Existing criteria were based on expert opinions and upheld in previous judgments.
FSI definition of “forest cover” is not meant for identifying forest land under the Forest (Conservation) Act, 1980.
Adopting FSI criteria would cause hardship to landowners and disrupt development activities.
Each state has its own unique geographical features, and therefore, the criteria for identifying forests may vary from one state to another.
Decision: Existing criteria should be maintained.

The Court rejected the argument that the NPV norms should be adopted as the criteria for private forests, stating that “the criteria for NPV must be worked out on economic principles and hence it is submitted that this can have no nexus with identification.

The Court also emphasized that “the process of physical demarcation of such forests in the State of Goa seems to have attained finality by virtue of the reports.

The Court also noted that the appellant had taken contradictory stances by challenging the criteria used by the Sawant and Karapurkar Committees while simultaneously relying on the same criteria before the Tribunal. The Court held that “appellant cannot be permitted to approbate and reprobate.

The Court also observed that “the application of criteria cannot be universally standardized across the country, as it is contingent upon the specific geography and geographical conditions prevalent in each State.

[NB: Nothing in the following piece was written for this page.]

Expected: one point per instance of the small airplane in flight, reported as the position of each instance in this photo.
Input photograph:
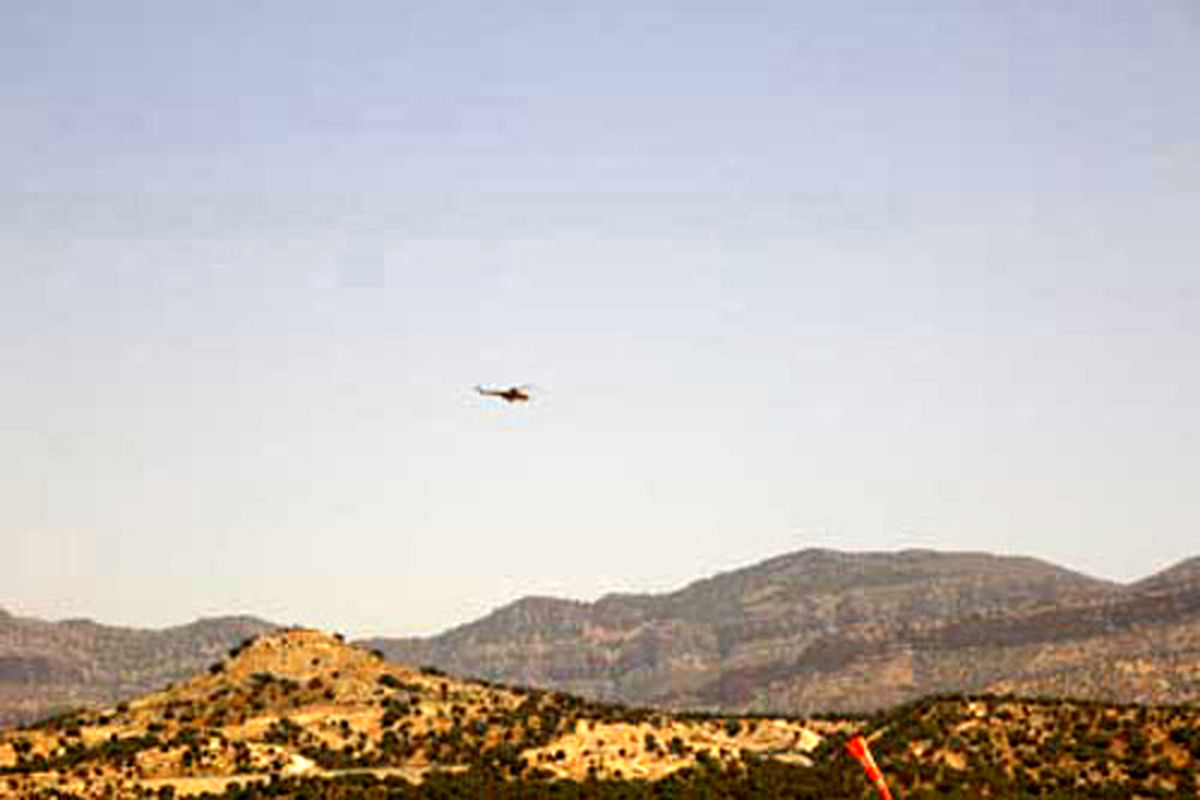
(510, 395)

The Court also noted that the existing criteria were sufficient to protect the environment, and that “if the criteria i.e., the canopy density of 0.4 and minimum area of 5 ha is reduced to 0.1 and 1 ha as contended, respectively, it will result in the plantations of coconut, orchards, bamboo, palm, supari, cashew, etc., grown by farmers on their private lands into the category of ‘private forest’.

Key Takeaways

  • States have the autonomy to determine their own criteria for identifying forests, considering their unique geographical conditions.
  • The definition of “forest cover” used by the Forest Survey of India (FSI) is not necessarily applicable for identifying forest land under the Forest (Conservation) Act, 1980.
  • Courts prioritize consistency and finality in legal matters, especially those based on expert opinions and previous judicial pronouncements.
  • Practical implications for landowners and development activities are also significant factors in judicial decision-making.
  • The judgment reinforces the need for a balanced approach to environmental protection and development.

Directions

The Supreme Court vacated the interim order dated 04.02.2015, which had restrained the State of Goa from issuing conversion sanads for certain private properties.

Development of Law

The ratio decidendi of this case is that states have the autonomy to determine their own criteria for identifying forests, considering their unique geographical conditions. The judgment also reaffirms the principle that the FSI’s definition of “forest cover” is not necessarily applicable for identifying forest land under the Forest (Conservation) Act, 1980. The judgment does not change the previous positions of law, but rather reinforces the existing legal framework.

Conclusion

The Supreme Court’s decision in Goa Foundation vs. Union of India (2024) upholds the State of Goa’s existing criteria for identifying forests. The Court rejected the petitioner’s plea to adopt the Forest Survey of India’s (FSI) parameters, emphasizing the state’s autonomy in determining its own environmental regulations. This judgment reinforces the principle that each state can establish its own criteria for forest identification, taking into account its unique geographical conditions. The decision also highlights the importance of consistency and finality in legal matters, as well as the need to balance environmental protection with development activities.